プロの音楽家は、本気とリラックスの間を自由に行き来できる。それが演奏に心地よさという彩りをそえる。会の子供たちには、そこまでの境地を望むわけにはいかないが、子供たちには反応の良さという美質が具わっている。音楽家たちは、音による子供たちとの対話を実現するという方向で、「演奏」を成立させることを目指す。その楽句、パッセージは短いものにならざるをえない。そこに独特の妙味、ユーモアがただよっていく。
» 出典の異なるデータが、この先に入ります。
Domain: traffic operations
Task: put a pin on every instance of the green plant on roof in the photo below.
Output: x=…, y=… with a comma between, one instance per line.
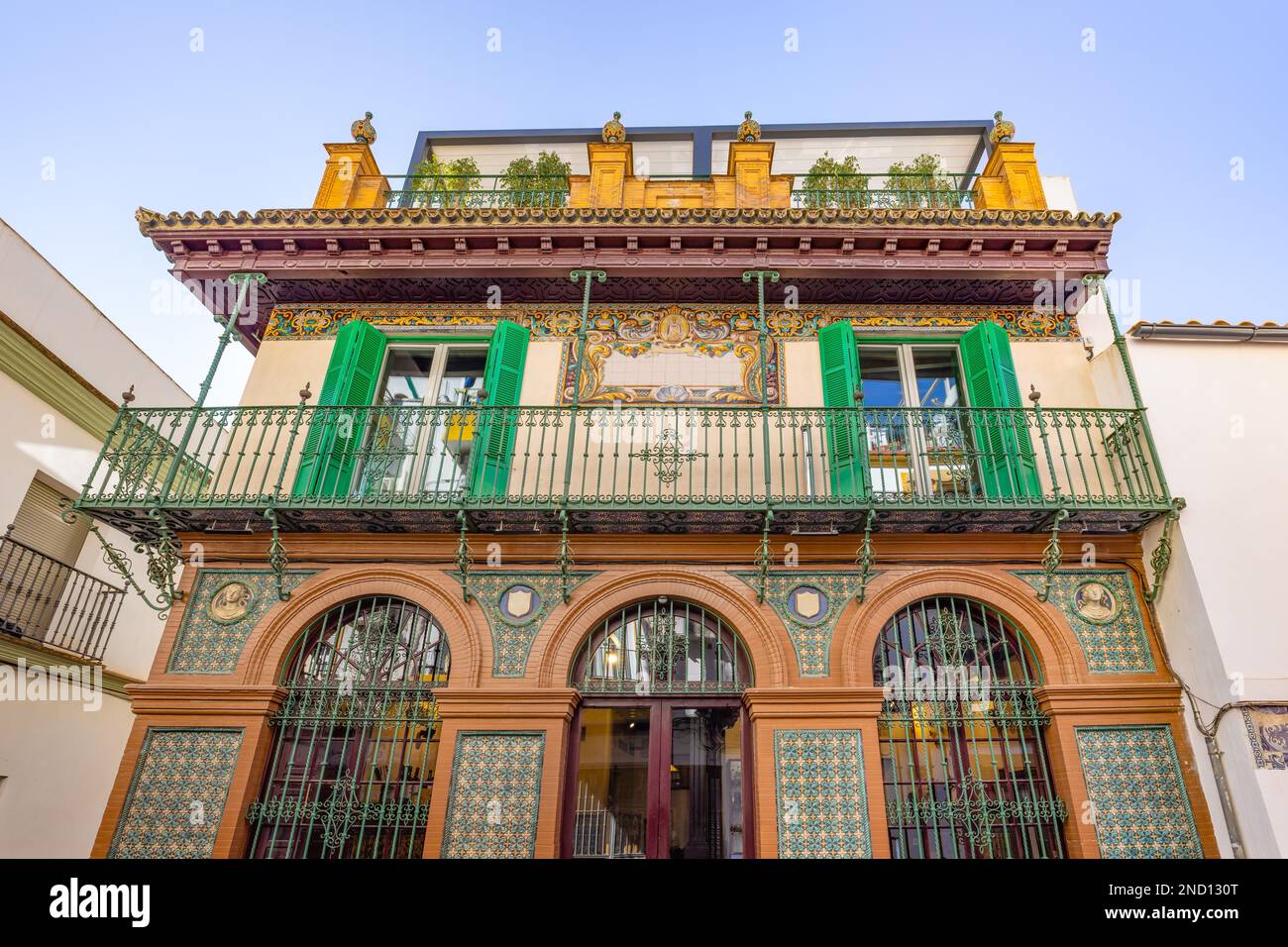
x=831, y=183
x=439, y=183
x=539, y=183
x=922, y=183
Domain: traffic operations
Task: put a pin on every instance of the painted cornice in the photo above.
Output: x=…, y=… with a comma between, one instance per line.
x=154, y=224
x=47, y=376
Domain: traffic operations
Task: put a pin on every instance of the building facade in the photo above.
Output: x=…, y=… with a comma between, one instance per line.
x=631, y=513
x=71, y=637
x=1214, y=389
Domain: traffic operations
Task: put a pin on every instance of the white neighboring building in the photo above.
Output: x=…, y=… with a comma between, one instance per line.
x=63, y=367
x=1216, y=397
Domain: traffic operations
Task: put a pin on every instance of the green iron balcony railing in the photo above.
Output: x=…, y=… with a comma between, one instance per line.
x=478, y=191
x=630, y=468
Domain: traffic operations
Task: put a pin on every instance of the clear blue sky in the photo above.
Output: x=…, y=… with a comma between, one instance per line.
x=1146, y=124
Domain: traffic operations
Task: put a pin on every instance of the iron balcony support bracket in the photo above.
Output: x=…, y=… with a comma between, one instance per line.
x=464, y=561
x=1052, y=556
x=277, y=560
x=866, y=558
x=1162, y=556
x=117, y=562
x=764, y=558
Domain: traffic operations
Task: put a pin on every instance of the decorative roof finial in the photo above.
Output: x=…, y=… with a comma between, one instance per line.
x=614, y=132
x=364, y=132
x=1003, y=129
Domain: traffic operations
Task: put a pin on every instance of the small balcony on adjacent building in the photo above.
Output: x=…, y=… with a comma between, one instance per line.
x=48, y=602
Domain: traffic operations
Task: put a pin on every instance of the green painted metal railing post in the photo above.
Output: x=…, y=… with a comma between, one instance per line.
x=589, y=275
x=243, y=281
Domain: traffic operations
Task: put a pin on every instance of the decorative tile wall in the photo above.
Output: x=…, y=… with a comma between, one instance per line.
x=1113, y=639
x=810, y=633
x=1133, y=780
x=820, y=793
x=513, y=634
x=494, y=795
x=211, y=644
x=176, y=795
x=1267, y=732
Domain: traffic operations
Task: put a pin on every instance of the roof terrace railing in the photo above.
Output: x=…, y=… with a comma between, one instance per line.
x=909, y=191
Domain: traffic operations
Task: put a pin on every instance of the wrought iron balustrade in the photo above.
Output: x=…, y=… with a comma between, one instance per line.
x=53, y=603
x=928, y=191
x=621, y=467
x=478, y=191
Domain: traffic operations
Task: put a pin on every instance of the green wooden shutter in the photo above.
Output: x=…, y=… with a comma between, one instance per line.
x=334, y=440
x=502, y=379
x=846, y=434
x=1003, y=438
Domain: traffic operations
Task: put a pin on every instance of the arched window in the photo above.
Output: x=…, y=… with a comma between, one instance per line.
x=660, y=737
x=356, y=741
x=964, y=761
x=664, y=647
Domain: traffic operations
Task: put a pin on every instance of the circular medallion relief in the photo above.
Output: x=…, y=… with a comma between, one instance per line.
x=519, y=603
x=1095, y=602
x=231, y=602
x=807, y=603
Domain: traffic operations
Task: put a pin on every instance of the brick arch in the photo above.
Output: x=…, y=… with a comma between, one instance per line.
x=566, y=629
x=270, y=641
x=1056, y=648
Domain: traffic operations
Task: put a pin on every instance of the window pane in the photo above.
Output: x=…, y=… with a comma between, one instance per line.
x=463, y=377
x=938, y=381
x=879, y=371
x=406, y=376
x=612, y=784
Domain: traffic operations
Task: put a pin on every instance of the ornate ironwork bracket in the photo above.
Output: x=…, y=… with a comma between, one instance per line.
x=1162, y=556
x=1052, y=556
x=566, y=564
x=464, y=561
x=277, y=560
x=866, y=558
x=764, y=560
x=117, y=562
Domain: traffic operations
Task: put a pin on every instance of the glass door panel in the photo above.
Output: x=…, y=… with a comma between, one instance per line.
x=945, y=459
x=884, y=398
x=612, y=788
x=706, y=789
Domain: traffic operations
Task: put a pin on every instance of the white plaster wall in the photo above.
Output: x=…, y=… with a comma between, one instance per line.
x=651, y=158
x=1216, y=414
x=59, y=761
x=1059, y=192
x=283, y=367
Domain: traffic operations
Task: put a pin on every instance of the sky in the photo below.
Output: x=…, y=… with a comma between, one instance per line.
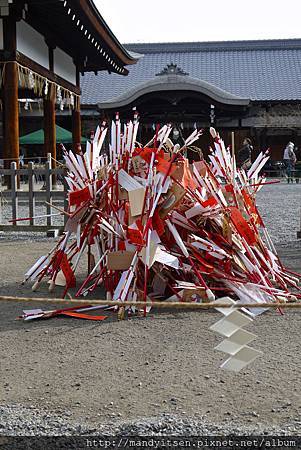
x=135, y=21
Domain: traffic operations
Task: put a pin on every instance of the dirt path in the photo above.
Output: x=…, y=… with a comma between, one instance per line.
x=141, y=368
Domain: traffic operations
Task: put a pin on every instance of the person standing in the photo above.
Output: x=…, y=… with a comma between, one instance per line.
x=289, y=160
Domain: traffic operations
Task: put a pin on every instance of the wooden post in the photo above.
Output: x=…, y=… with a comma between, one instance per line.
x=14, y=187
x=48, y=185
x=31, y=199
x=11, y=119
x=49, y=123
x=76, y=127
x=10, y=93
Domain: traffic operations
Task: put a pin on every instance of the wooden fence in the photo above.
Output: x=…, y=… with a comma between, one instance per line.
x=30, y=179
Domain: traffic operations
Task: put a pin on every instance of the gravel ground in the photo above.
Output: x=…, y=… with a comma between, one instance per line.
x=149, y=376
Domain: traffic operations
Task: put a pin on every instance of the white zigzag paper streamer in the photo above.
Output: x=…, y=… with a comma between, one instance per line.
x=237, y=339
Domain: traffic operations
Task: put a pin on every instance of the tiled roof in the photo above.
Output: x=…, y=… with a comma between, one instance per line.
x=259, y=70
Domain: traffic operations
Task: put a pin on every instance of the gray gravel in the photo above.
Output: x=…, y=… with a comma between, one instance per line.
x=41, y=422
x=280, y=208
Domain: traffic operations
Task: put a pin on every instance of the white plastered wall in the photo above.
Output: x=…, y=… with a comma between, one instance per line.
x=32, y=44
x=64, y=66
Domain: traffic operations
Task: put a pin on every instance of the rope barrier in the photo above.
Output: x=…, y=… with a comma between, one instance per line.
x=156, y=304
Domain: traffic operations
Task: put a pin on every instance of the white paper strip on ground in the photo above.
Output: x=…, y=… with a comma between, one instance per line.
x=241, y=359
x=229, y=324
x=235, y=342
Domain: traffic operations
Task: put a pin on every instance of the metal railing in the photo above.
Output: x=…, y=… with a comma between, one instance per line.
x=31, y=189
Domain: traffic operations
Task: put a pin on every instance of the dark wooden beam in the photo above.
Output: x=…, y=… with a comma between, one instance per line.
x=27, y=62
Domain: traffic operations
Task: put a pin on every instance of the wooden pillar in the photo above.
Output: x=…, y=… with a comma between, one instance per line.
x=10, y=93
x=49, y=124
x=76, y=127
x=11, y=110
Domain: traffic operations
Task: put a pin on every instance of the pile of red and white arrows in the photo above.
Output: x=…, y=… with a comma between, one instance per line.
x=156, y=227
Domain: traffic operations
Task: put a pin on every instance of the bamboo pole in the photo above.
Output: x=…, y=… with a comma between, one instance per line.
x=160, y=305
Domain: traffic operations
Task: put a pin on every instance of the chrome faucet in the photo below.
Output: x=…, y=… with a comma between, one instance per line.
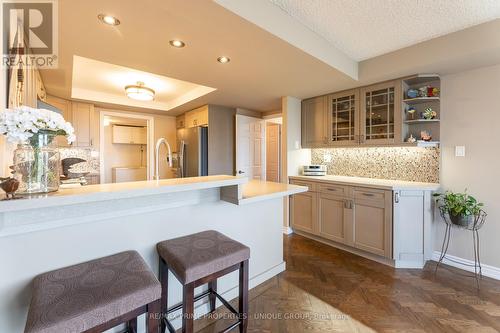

演奏会の様子はいかにも楽しげで、これを実現した指導者や音楽家たちの努力が結晶していて、そして楽しげな子供たちの愛らしさが、見ているこちら側の心も弾ませてくれる。会の女の子のピアノ、音楽からのトランペット、ギターの組み合わせによるトリオの演奏が印象深い。はにかんだような女の子が奏でる呟くようなピアノの音に、(意外な特殊奏法による)トランペットの微弱音が対話していく。音楽家たちは、会の練習時間において「小さな音」を表現することに心を砕いていたのだが、この繊細な演奏は、その目標を実現した瞬間であった。「おわりだよ」演奏の終了を宣言する女の子の声がユーモアをたたえて、しかも愛らしい。

音遊びの会はいまでも継続していて、演奏会も行われているらしい。幼児教育や音楽の演奏、グループ活動についてのヒントに満ちた映画なので、それらに関心のある人はぜひ劇場でみていただきたい。